100 Years of Women in Congress Actby Representative Grace Meng
Posted on 2016-04-18
MENG. Mr. Speaker, I am so pleased to be here today to celebrate
the 100th anniversary of women serving in Congress. Thank you for
allowing this legislation to come to the floor.
I also thank my friend and colleague, Representative Zinke, for offering this legislation with me. His support has been instrumental in ensuring the consideration of this bill, and I am deeply grateful to him.
A hundred years ago this November, the people of Montana elected Jeannette Rankin to the United States House of Representatives. She was the first woman elected to Congress and was elected before passage of the 19th Amendment, which granted women the right to vote.
Jeannette Rankin was a trailblazer her entire life. In 1902, she graduated from the University of Montana with a degree in biology.
Afterward, she would become active in the women's suffrage movement, moving to New York City and assisting in the founding of the New York Woman Suffrage Party and working for the National American Woman Suffrage Party.

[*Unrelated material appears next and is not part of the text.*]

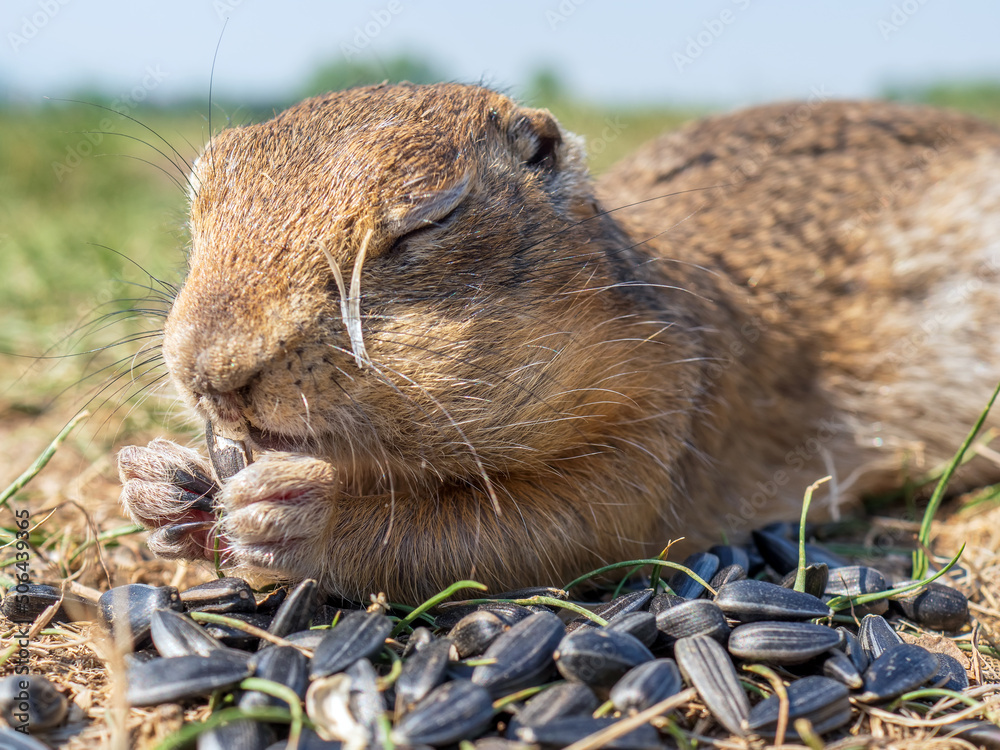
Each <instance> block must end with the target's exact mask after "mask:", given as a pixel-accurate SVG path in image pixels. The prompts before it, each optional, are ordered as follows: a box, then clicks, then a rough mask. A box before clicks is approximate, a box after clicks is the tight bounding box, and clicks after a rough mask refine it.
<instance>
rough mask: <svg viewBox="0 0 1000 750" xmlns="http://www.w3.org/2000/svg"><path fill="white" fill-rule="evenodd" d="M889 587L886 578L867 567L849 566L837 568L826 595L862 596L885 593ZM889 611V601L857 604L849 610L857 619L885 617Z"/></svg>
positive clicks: (885, 600)
mask: <svg viewBox="0 0 1000 750" xmlns="http://www.w3.org/2000/svg"><path fill="white" fill-rule="evenodd" d="M888 587H889V584H888V583H886V580H885V576H883V575H882V573H880V572H879V571H878V570H876V569H875V568H870V567H868V566H867V565H848V566H845V567H843V568H837V570H835V571H834V572H833V574H832V575H831V576H830V582H829V583H828V584H827V586H826V591H825V592H824V594H826V595H827V596H861V595H864V594H875V593H879V592H882V591H885V590H886V589H887V588H888ZM888 609H889V601H888V600H887V599H879V600H878V601H874V602H868V603H867V604H855V605H853V606H852V607H851V609H850V610H849V611H850V612H852V613H854V615H855V616H857V617H863V616H864V615H884V614H885V613H886V611H887V610H888Z"/></svg>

She would return to Montana and was elected to office in the congressional election of 1916. Upon winning, she declared: ``I may be the first woman Member of Congress, but I won't be the last.'' I am happy to say she was right.
[[Page H1776]] In recognition of Congresswoman Jeannette Rankin's many accomplishments and in celebration of the centennial anniversary of her election to Congress, Representative Zinke and I introduced the 100 Years of Women in Congress Act.
Because Jeannette Rankin was a woman of science more than 100 years before our current push to have more women enter STEM fields, we felt it appropriate to rename the Department of Agriculture's Women and Minorities in STEM Fields Grant Program after her.
This program currently supports collaborative research projects at institutions of higher education, which seek to increase the participation of women and minorities from rural areas in STEM fields. It will continue to do so into the future, but now it will also recognize the many contributions Jeannette Rankin made to American life.
Mr. Speaker, thank you again for allowing this legislation to come to the floor today, and I thank Congressman Zinke for partnering with me on it.
I urge all of my colleagues to support this measure.